Prolotherapy involves the injection of an "irritant" solution into the area where the ligaments have either been weakened or damaged through injury. The injections are given at the points where the ligaments connect to the bones. With these injections, the Prolotherapy doctor causes the body to heal itself through the process of inflammation.
When an irritant is introduced at the site of injury the immune system is summoned to the area. The body begins a healing process exactly where the painful areas are located. New fibrous tissue is laid, repairing and strengthening the ligaments so that they can pull the vertebrae back where they belong and alleviate pain. The same occurs when Prolotherapy is administered to the joints or any other ligaments in the body.
How many treatments are needed to be effective? Prolotherapy treatment sessions are generally given every four to six weeks to allow time for the growth of the new connective tissue. Patients usually require four to six treatment sessions for complete recovery, some require less.
Standard medical and surgical procedures cannot match Prolotherapy’s 80-90% effectiveness in eliminating chronic pain, nor can standard medicine match the relative low cost of treatment. Prolotherapy treatments can cost a fraction of the cost of a surgical procedure, and requires far less “down time” after the procedure and no long rehabilitation times.
Why is Prolotherapy still relatively unknown?
The position taken by the American Association of Orthopaedic Medicine (AAOM), says that the teaching of Prolotherapy is suppressed in medical schools and residency training programs because there are organizations who have a vested interest in continuing traditional treatment methods (surgery and drug therapies). That may definitely be part of the issue. Only God knows. But the patients are uniting and they are determined to get help for their painful condition. No longer are they willing to just pop some pain pills and keep doing so ad infinitum – only because their insurance company will cover that form of treatment.

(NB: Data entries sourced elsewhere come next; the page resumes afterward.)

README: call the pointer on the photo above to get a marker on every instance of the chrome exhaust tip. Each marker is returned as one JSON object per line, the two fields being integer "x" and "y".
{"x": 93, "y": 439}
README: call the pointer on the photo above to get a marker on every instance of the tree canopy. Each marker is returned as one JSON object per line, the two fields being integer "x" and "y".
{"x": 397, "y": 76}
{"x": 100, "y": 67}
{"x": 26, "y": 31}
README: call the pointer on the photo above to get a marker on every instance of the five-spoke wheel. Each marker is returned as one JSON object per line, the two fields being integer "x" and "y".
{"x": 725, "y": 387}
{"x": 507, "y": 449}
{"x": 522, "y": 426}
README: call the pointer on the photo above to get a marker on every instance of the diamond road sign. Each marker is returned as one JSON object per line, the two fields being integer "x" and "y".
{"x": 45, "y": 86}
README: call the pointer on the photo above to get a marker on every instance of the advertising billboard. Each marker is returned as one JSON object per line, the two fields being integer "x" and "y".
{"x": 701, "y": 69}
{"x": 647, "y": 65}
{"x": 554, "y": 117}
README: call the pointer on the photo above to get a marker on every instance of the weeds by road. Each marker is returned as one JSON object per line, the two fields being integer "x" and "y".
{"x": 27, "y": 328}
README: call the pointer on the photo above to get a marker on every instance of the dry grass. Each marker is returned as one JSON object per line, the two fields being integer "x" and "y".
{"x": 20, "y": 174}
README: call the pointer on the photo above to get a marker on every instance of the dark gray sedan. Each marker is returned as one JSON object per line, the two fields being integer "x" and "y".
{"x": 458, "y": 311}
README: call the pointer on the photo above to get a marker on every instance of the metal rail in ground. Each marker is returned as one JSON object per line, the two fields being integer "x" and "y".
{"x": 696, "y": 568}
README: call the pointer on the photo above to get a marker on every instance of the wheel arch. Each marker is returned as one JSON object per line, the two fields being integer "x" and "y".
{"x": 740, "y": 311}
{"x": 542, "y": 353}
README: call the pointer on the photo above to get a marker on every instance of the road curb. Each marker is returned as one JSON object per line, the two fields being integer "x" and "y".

Prolotherapy has been shown to be effective at eliminating the pain of such conditions as arthritis, migraines, tension headaches, sports injuries, fibromyalgia, loose joints, TMJ Syndrome, tendinitis, sciatica, herniated discs and degenerated joints.
There are currently about 500-600 physicians who practice Prolotherapy in the United States. With its rise in popularity, however, this number has been quickly increasing. A number of universities train physicians in the use of Prolotherapy. A number of musculoskeletal pain medical societies offer Prolotherapy training seminars are they are going strong! The Journal of Prolotherapy, Practical Pain Management, and other journals, have published numerous studies related to the effectiveness of using Prolotherapy for pain. It is definitely cutting edge and on the rise.